Saturday, December 24, 2005

Humility in the Academy

Humility in the Academy

Pride is unbecoming to the Christian scholar.  Confidence, expertise, ambition – these are all important qualities of a professor or researcher.  Arrogance, however, is unseemly even for the atheist.

The pride that springs from our proficiency is the particular concern I wish to address here.  We are experts, and expertise is no sin.  When superiority infects our self-confidence, though, we lose our ability to hear from our brothers and sisters outside our expertise.  We begin to think that our discipline has a corner on the knowledge market, and that anyone outside our circle is a second-class academic citizen.  Lest you glibly think to yourself, “Yeah, just like those jerks over in the ________ department,” let me say that I have observed this sin to be ubiquitous.  

Traditionally, the Hatfields in the humanities have been feuding with the McCoys of the sciences.  Both groups look down their bespectacled noses at the other, their patronizing glances lingering disapprovingly.  Both groups have their shibboleths.  They are both right about one thing – the “others” just don’t understand the finer aspects of their discipline.  But this difference quickly festers into disdain.  My contention is this:  such contempt is grounded, not in the others’ incompetence, but rather in our own arrogance.  We are naturally predisposed to consider our own point of view the best, and this is a case of such inclinations gone awry.  We all have a duty to examine ourselves, to see if this manifestation of pride has infected us.
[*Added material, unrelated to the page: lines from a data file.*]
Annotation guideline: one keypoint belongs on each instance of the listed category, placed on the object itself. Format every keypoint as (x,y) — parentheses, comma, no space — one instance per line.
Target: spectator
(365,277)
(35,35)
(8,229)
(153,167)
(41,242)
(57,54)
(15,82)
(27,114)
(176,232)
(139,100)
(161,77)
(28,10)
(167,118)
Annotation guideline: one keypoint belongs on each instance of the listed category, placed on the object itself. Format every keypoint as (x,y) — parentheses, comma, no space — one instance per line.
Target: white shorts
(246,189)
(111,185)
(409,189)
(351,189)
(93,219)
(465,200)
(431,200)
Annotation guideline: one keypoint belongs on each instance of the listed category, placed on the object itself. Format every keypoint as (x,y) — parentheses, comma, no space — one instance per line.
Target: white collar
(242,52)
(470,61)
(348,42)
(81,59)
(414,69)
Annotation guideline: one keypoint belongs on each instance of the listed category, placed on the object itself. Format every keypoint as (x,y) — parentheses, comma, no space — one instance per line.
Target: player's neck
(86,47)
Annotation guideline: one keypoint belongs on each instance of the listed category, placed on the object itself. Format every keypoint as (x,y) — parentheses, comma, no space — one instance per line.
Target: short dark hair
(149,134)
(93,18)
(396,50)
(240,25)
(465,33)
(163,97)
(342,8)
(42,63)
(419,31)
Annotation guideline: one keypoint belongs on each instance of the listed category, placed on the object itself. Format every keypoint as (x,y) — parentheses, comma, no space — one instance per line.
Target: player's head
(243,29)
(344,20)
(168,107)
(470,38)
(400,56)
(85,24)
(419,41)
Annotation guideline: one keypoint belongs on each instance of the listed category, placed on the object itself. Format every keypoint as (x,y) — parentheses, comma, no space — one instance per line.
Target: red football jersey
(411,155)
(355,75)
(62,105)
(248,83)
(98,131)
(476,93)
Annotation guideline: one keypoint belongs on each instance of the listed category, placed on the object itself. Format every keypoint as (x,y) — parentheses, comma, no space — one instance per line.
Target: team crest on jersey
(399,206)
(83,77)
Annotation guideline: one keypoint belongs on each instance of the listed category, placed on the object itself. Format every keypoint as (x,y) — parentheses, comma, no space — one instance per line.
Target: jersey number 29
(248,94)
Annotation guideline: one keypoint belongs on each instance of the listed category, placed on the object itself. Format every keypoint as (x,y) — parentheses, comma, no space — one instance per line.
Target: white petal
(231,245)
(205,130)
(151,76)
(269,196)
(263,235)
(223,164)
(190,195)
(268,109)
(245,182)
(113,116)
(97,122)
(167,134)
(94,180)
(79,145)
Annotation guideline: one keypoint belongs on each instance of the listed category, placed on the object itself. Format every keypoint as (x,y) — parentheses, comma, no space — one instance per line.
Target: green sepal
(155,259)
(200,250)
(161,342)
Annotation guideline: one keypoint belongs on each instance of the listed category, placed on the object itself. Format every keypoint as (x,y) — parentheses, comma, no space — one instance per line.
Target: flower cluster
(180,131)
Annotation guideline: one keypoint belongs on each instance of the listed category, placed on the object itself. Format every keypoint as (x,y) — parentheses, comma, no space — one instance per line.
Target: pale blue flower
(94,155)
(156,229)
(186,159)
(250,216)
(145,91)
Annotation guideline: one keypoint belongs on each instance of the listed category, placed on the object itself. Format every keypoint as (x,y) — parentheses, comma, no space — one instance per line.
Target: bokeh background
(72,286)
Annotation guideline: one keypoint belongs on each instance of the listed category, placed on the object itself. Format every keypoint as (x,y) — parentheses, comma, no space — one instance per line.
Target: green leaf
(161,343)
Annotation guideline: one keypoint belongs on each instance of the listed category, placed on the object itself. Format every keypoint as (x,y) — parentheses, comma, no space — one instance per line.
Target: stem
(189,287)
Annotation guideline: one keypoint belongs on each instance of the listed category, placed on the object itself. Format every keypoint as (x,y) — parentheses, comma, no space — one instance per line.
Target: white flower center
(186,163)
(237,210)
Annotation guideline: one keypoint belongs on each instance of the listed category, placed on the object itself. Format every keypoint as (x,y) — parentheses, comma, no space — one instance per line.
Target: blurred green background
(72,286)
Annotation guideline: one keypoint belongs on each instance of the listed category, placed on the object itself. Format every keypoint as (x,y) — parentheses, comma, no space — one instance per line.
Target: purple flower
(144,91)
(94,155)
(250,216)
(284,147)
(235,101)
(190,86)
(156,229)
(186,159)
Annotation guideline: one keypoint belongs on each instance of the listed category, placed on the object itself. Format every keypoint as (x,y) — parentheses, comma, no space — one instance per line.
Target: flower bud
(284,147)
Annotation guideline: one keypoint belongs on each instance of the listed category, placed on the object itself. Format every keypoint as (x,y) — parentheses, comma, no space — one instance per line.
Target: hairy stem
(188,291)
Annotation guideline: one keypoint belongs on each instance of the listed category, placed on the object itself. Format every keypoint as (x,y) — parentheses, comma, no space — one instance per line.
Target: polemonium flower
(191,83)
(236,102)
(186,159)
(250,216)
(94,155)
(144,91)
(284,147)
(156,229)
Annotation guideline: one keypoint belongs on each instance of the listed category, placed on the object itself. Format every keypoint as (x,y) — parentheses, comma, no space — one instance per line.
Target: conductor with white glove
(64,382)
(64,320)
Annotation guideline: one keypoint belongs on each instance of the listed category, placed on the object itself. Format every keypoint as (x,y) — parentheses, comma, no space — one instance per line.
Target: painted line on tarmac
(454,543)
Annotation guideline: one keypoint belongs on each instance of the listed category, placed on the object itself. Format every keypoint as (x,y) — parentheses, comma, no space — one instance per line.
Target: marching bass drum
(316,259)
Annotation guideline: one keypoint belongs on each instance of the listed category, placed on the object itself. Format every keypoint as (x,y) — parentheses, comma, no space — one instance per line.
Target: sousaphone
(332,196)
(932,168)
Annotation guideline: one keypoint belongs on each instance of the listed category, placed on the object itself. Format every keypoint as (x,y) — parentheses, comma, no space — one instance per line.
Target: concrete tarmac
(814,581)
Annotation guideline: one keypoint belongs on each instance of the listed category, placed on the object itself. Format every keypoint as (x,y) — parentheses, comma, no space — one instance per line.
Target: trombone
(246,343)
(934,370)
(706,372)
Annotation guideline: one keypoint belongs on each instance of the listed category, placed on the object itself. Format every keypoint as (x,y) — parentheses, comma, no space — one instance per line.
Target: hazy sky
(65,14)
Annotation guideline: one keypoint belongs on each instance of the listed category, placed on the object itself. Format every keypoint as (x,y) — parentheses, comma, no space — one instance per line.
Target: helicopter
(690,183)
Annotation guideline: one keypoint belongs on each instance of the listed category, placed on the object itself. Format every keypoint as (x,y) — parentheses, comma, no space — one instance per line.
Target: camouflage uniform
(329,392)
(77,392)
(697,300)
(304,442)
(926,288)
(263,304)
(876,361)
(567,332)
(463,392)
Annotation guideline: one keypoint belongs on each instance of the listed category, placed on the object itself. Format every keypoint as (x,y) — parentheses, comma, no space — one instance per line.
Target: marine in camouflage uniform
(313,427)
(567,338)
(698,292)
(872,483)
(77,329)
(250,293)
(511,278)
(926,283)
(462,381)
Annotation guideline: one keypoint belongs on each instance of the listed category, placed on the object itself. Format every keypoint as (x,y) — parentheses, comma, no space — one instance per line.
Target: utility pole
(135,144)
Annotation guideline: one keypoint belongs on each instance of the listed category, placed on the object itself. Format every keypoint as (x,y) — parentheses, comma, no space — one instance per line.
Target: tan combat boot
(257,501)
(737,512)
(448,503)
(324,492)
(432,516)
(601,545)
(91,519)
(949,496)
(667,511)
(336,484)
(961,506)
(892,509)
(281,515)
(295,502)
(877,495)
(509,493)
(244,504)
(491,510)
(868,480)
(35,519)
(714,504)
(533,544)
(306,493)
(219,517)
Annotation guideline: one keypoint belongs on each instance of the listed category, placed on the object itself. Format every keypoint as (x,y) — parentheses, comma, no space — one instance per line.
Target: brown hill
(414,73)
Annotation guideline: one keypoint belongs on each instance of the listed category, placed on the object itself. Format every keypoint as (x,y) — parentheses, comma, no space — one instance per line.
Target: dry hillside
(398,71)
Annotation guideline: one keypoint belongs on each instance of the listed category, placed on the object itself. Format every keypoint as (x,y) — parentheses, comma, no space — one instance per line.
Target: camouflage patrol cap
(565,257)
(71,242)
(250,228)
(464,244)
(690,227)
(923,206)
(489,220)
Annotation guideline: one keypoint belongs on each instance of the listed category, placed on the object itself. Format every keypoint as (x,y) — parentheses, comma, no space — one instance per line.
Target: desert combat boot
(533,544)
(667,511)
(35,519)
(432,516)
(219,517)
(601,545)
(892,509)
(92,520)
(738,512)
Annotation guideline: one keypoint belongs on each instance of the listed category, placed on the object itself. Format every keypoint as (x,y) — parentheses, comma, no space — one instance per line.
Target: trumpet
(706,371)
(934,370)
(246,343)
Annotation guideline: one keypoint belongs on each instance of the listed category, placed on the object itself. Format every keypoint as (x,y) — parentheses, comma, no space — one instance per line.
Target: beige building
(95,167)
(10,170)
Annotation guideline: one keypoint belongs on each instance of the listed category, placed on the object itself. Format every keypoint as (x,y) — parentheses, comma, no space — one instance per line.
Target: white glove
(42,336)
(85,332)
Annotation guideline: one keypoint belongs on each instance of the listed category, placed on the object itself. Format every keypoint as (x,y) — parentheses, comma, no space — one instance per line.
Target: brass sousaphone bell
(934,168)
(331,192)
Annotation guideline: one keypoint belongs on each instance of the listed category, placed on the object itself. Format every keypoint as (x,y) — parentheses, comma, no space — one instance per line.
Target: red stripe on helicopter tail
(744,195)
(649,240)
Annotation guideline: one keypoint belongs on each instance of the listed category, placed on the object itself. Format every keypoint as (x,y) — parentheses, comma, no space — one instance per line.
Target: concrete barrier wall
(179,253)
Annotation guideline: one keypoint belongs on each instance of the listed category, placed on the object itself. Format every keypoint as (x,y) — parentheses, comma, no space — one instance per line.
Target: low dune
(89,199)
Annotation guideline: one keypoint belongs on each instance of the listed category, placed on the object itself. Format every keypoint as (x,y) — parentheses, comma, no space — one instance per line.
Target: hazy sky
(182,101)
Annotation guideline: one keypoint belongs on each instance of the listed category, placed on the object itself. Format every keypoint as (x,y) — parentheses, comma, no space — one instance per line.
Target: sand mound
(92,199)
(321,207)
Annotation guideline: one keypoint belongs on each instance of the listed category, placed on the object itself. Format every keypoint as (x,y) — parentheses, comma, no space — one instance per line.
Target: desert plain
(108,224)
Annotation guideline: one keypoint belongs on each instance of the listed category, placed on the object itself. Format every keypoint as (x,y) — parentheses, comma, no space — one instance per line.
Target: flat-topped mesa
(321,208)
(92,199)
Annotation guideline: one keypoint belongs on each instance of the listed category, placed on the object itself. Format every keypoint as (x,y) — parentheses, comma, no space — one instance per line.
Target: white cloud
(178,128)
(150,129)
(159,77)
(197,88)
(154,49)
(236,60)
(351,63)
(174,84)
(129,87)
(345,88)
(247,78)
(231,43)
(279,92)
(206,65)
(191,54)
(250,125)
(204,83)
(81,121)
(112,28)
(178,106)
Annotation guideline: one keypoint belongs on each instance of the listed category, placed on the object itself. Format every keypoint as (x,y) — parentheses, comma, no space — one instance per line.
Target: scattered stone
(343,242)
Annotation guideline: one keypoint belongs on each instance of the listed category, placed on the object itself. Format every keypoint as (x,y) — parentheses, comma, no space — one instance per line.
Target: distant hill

Considering other points of view, while quite convinced of your own position, is perhaps the most difficult thing in the world to do.  This is exactly why humility must be our greatest ambition.  Our Lord, who knew all things, did not close his ears to others.  I’m not suggesting that he was uncertain of his own beliefs (although others have), but rather that his humble nature simply overflowed into his dialogues.  The One who was even willing to set aside his own equality with God was easily willing to sit and listen to his fellow man.  How much more should we be willing to listen?  You may say, “I will listen, but only to those who I deem worthy.”  Such a person has missed the point.  Jesus submitted himself to all sorts, none of whom was worthy.  “But Jesus vituperated some people, like the Pharisees.”  It is another subtle and dangerous truth that those who disagree with us often appear Pharisaical.  Pride colors even our perceptions.  Humility makes others seem better than ourselves.


Anonymous Anonymous said...

"Arrogance, however, is unseemly even for the atheist." That sort of subjective bias in criticism isn't arrogant at all, now is it? But I digress, for it is only that you're wont towards paradox. But seriously, do you have any sense at all of real and illusion? Do you have any idea of the actual origins of all this you so accept? Drink the ancient kool-aid! wooo. The harsh reality is that you're a prideful dope. Get over your nonsense already.